Let’s rewind time a bit and take a look at the successful restructuring of British Airlines in 1984.
British Airlines is the largest airline of the UK. With over 50,000 employees, this airline was seen as dangerously oversized. After the oil crises of the 1970s, the airline suffered massive financial losses and a resulting bad reputation. In 1981, Lord King, a new chairperson, was brought into the fold; ultimately shedding light on the inefficient operation of the company and the tremendous need for change.
Unfortunately, it was inevitable that the change would come at the cost of a large number of employees. The workforce was set to be reduced from 59,000 down to 39,000. This is where communication became imperative – before King began announcing dismissals he prepared employees for the change, announcing his intent and reasoning in the beginning. This transparency shielded British Airline from any backlash and negativity that may have occurred if he did not choose to communicate freely and honestly throughout the course of the change.
4. Reinforce and remind
When it comes to a large change, it is natural for all parties involved to want to see immediate results. In fact, if a change is not noted immediately, there is a chance that people may decide the change is not working and withdraw support. While that craving for instant gratification is expected, individuals may need to admit to themselves that these processes take time. An adjustment period is necessary for both the company and its employees.

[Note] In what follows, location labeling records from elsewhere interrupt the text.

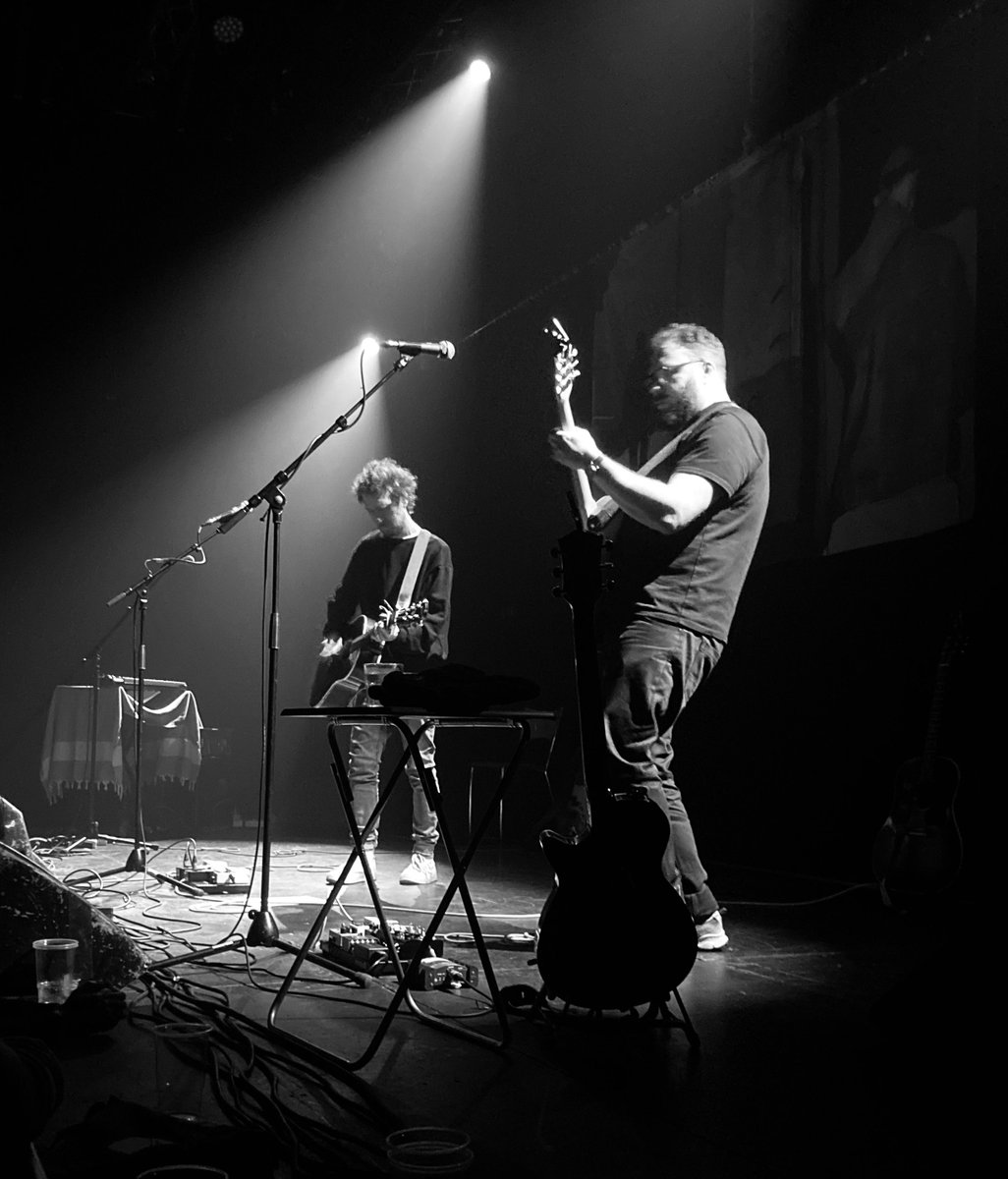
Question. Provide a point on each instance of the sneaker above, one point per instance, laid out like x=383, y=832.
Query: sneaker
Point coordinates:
x=357, y=873
x=711, y=932
x=420, y=870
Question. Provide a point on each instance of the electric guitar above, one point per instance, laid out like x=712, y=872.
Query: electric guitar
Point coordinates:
x=592, y=514
x=340, y=677
x=919, y=849
x=610, y=889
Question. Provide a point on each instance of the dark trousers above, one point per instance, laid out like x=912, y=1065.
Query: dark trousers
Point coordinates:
x=648, y=676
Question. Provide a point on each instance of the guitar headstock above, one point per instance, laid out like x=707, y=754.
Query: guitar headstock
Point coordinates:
x=413, y=613
x=565, y=361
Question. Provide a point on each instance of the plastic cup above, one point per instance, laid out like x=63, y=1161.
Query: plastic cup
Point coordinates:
x=182, y=1065
x=54, y=979
x=374, y=673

Staff will need to transition psychologically, to adjust to new processes and let go of old methods.
The one thing to be careful of is getting mislead by early success. While initial progress is inspiring, what is actually necessary is for the change to hold up through time. For this to happen, employees need to stay committed to the new processes. In many instances, this means the values of the individual must change as well. A negative mindset does not inspire success: staff must see the need for change and truly commit to the process to become an asset to the organization.
5. Encourage employee feedback
Every employee wants a chance to be heard. One of the biggest causes for unengaged and pessimistic employees is the lack of an outlet for concerns. A channel for employees to offer feedback is crucial, even more so during an organizational change. During change, only 20% readily volunteer new ideas and thoughts. When employees have a place to share their concerns it becomes a positive way to express themselves, rather than gossiping, venting and complaining in secrecy. There are several ways to make sure your employees have a voice:
- Employee surveys – question the way they feel about current and upcoming changes
- Employee suggestion box or online suggestion/discussion forum on your intranet – hear their grievances and their suggestions for improvement
- Town meetings – many people feel more confident expressing themselves in group settings
- Open door policy – management should encourage their team to share their ideas without fear
A channel for feedback benefits both the company and staff – individuals will feel more valued and less helpless during the transition, and the organization is privy to honest accounts of the change initiative – enabling them to attack and solve small grievances before they become larger issues.
The idea of an organizational change can be a daunting one, especially for the employees involved. The key is to focus on the end result. Positivity begins with the right mindset so it is important to make sure your employees stay informed, comfortable and onboard as the transition takes hold. Throughout this period, sharing your vision and putting employees first will be the first steps to a successful future for your organization.